In the attached C sample I try to parallelize formatted writes to file by doing the formatting into a string buffer inside OpenMP parallel for and then writing the buffer to file with fwrite (inside an OpenMP ordered section). I see nice speedups with gcc, however slowdown instead with icc.

The attached code first writes the data in a serial fashion for reference, than does it in parallel and compares timings.

icc -O2 -qopenmp parawrite.c
$ OMP_NUM_THREADS=6 ./a.out
Time elapsed serial: 6.723 s
Time elapsed parallel: 9.325 s

$icc -v
icc version (gcc version 8.2.0 compatibility)

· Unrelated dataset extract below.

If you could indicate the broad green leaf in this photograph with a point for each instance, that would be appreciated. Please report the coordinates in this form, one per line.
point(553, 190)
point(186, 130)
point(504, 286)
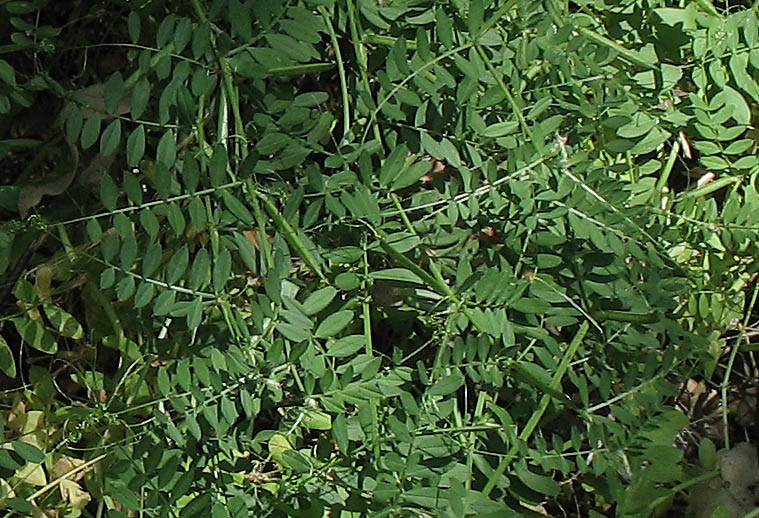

$ gcc -O2 -fopenmp parawrite.c
$ OMP_NUM_THREADS=6 ./a.out
Time elapsed serial: 6.721 s
Time elapsed parallel: 1.206 s

$gcc --version
gcc (GCC) 8.2.0

Any ideas what is going on? BTW I see a similar (bad) behavior also with equivalent code in Fortran and ifort...

Best regards
Pavel Ondračka

Thank for reporting this issue. I've filed an internal bug (CMPLRIL0-31316) to track this problem.